Рута-Руга вытеснили нас из долины, и мы искали убежища в этих неприступных горах. Отец мой, умирая, думал, что оставляет мне в наследство могучий, сильный род и что я стану после него князем над племенем Вавенди, но, простреленный несколькими ружейными пулями, он пал у порога своего дома, а сын его бежал в горы и, как хищный орел, свил себе гнездо на неприступных высотах этих грозных скал!

— Да, отец! То были страшные, ужасные времена, но на Востоке уже занимается новая заря: тот белый человек с длинной белой бородой говорил людям, что уже недолго здесь будут свирепствовать огонь и меч; что угнетенные люди вскоре вздохнут опять полной грудью, потому что сильные и могучие народы там, за дальними морями, не хотят более терпеть, чтобы нас продавали в рабство, не хотят терпеть, чтобы на свете были люди-рабы. Занзибарский султан также присоединился к ним, — и когда арабы будут приезжать сюда только с тем, чтобы скупать у нас слоновую кость, несчастная страна Вавенди станет цветущей и богатой, как прежде! — восторженно проговорил Инкази.

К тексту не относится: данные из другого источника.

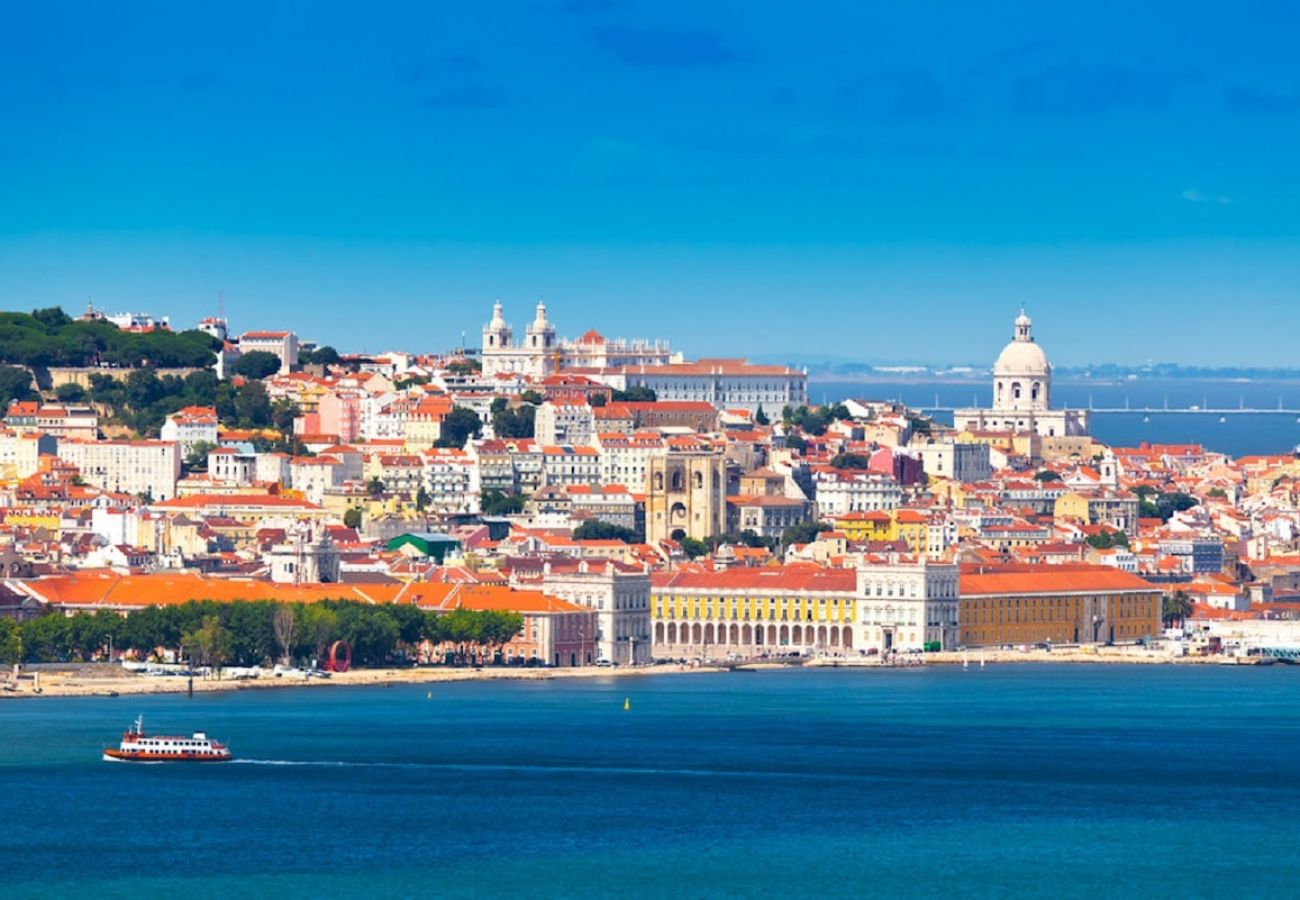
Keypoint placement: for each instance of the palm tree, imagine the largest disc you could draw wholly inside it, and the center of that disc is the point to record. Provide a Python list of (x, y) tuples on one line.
[(1175, 606)]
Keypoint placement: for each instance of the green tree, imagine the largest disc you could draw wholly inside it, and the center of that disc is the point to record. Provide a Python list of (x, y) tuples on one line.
[(142, 388), (458, 427), (14, 385), (1175, 608), (635, 396), (256, 364), (1108, 539), (252, 406), (850, 461), (594, 529), (693, 548), (70, 392), (11, 641), (464, 367), (494, 502), (208, 644), (317, 630), (325, 355), (196, 461), (804, 532)]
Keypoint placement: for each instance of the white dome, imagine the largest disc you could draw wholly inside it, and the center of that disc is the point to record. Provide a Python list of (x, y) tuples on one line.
[(1022, 358)]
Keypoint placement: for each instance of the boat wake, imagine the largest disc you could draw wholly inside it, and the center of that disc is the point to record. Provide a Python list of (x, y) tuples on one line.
[(555, 769)]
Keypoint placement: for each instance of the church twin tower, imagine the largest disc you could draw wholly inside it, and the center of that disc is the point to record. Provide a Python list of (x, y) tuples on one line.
[(537, 357)]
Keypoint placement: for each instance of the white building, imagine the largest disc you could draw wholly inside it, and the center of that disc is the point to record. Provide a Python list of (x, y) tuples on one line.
[(20, 454), (839, 492), (541, 354), (451, 480), (625, 458), (536, 357), (727, 384), (130, 467), (307, 557), (620, 596), (564, 466), (229, 466), (1022, 394), (563, 422), (284, 345), (960, 462), (905, 606), (191, 427)]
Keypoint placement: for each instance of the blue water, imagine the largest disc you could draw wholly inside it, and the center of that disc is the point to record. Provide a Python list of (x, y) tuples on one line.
[(1239, 436), (1012, 780)]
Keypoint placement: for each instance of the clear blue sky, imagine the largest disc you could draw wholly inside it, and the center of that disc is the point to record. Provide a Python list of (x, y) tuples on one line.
[(870, 181)]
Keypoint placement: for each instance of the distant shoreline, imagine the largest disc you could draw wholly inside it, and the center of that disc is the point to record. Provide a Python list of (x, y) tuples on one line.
[(121, 684)]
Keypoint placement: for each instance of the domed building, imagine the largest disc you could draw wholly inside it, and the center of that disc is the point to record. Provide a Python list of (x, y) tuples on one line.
[(1022, 394)]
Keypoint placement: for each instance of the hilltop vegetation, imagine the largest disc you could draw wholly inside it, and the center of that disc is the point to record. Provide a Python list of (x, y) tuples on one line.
[(50, 337)]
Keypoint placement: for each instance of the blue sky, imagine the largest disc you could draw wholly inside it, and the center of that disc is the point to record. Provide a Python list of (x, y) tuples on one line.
[(863, 181)]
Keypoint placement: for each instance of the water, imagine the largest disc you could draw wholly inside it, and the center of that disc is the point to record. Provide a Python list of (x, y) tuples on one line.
[(1012, 780), (1240, 435)]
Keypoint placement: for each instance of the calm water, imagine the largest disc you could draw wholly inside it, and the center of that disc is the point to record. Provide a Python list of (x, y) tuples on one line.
[(1240, 435), (1009, 780)]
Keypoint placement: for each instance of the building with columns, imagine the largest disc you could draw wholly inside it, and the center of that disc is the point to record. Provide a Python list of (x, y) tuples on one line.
[(876, 608), (1022, 394), (541, 354)]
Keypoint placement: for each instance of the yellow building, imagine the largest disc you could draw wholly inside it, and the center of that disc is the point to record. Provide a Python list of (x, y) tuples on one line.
[(876, 527), (1067, 604), (748, 610), (1071, 506), (913, 528)]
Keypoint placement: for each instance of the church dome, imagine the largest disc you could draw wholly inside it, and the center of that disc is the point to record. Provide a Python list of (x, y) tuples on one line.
[(1022, 357)]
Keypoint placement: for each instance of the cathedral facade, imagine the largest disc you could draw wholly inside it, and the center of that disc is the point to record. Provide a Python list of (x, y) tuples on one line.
[(1022, 394), (540, 354)]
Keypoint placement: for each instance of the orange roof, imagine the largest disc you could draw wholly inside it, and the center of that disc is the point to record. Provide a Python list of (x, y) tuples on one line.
[(1000, 580), (781, 578)]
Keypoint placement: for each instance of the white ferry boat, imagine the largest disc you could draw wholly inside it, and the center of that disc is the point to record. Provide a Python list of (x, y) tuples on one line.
[(138, 747)]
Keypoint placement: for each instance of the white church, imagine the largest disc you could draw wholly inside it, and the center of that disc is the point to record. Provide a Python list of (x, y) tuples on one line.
[(540, 354), (1022, 394)]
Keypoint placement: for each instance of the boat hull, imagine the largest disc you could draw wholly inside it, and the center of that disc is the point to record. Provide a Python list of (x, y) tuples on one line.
[(118, 756)]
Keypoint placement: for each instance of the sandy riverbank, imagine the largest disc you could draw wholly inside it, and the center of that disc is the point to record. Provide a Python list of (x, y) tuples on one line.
[(102, 680)]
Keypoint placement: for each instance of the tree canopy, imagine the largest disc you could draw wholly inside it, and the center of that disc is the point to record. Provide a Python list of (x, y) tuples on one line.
[(458, 427), (256, 364), (594, 529), (51, 338)]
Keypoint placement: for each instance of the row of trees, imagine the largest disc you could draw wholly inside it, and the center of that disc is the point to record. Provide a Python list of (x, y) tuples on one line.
[(814, 420), (512, 423), (256, 632), (143, 399), (50, 337)]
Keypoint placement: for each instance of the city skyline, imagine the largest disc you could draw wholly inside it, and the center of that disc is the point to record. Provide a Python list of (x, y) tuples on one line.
[(742, 185)]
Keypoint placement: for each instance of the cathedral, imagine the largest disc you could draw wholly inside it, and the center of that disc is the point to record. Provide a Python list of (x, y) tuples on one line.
[(1022, 394), (540, 354)]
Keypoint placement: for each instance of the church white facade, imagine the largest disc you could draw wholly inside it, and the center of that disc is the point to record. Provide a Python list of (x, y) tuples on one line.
[(540, 354), (1022, 394)]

— Не глупи, сын мой! — наставительно проговорил старик. — Белые люди приезжают и уезжают, но они не в силах ничего изменить. Разве ты сам не знаешь, что они должны уплатить дань вождям, чтобы получить разрешение проехать через эту страну, что они должны иметь убежище в горах в доме последнего Вавенди?

— Отец! — воскликнул юноша. — Люди были правы, когда назвали тебя Мудима, то есть мрачный: ты видишь только зло и невзгоды и умышленно закрываешь глаза на то, чего нам уже удалось достигнуть в последнее время. Ты не хочешь видеть, что с горных вершин сыны Вавенди снова начинают спускаться в долину и вновь строят свои деревни и селенья на прекрасном берегу Танганайки. Молодой Лугери положил уже начало; тэмбе его обширна и богата и надежно ограждена высокой неприступной стеной от нападения врага, а люди его вооружены множеством ружей, сильны, отважны и смелы. Он не боится Руга-Руга, возьмет над ними верх и победит их, и тебе следовало бы радоваться вместе с нами этому торжеству Вавенди, тем более, что завтра Лугери явится сюда, чтобы увезти себе в жены нашу милую Коко.

— Вот именно эта-то ваша самоуверенность, ваш молодой задор и смущают меня, — горестным тоном произнес старик. — Вы забываете, что на расстоянии всего одного дня пути от тэмбе Лугери раскинулся грозный лагерь Муриро. Люди, быть может, были действительно правы, прозвав меня «мрачным», но они не менее были правы, дав этому Муриро его прозвище — Муриро, что значит «огонь». Каждое селенье или деревня, вблизи которых он появится, неминуемо становятся жертвой огня, то есть пожара, а лютый пес Индша, этот известный разбойничий атаман, тоже живет в ближайшем селенье, Ндэрее. Знай, Инкази, что только здесь, в глубоких ущельях, на вершинах неприступных скал, да на гладкой поверхности Танганайки мы можем считать жизнь свою вне опасности, потому что как тут, так и там нас охраняют наши древние боги, боги Вавенди. А духи равнин и долин враждебны нам! И будь Лугери какой хочешь быстроногий, как гласит его имя, все же я очень того опасаюсь, стая собак может загнать даже самую быстроногую антилопу. Я боюсь, что Коко, наша бедная «курочка», избрала себе весьма ненадежную участь. Но все вы молоды и вам хочется попытать счастья, вы не хотите слушать умудренного горьким опытом старца. Я не хочу вам мешать! И дай-то Муциму (Бог), чтобы на этот раз светлые надежды и отвага молодости взяли верх и восторжествовали над осторожностью и мудростью старости!

— Да! Муциму даст восторжествовать нам! — воскликнул юноша с сияющим взором.

Оба Вавенди встали, намереваясь отойти ко сну и только теперь снова вспомнили о своем госте. В пылу забот и надежд о будущности своего родного народа они совершенно забыли о нем. Но он с грустным участием внимал их разговору, потому что то, что развертывалось теперь перед его мысленным оком, было лишь небольшим отрывком из истории Африки, — этой жалкой, несчастной страны.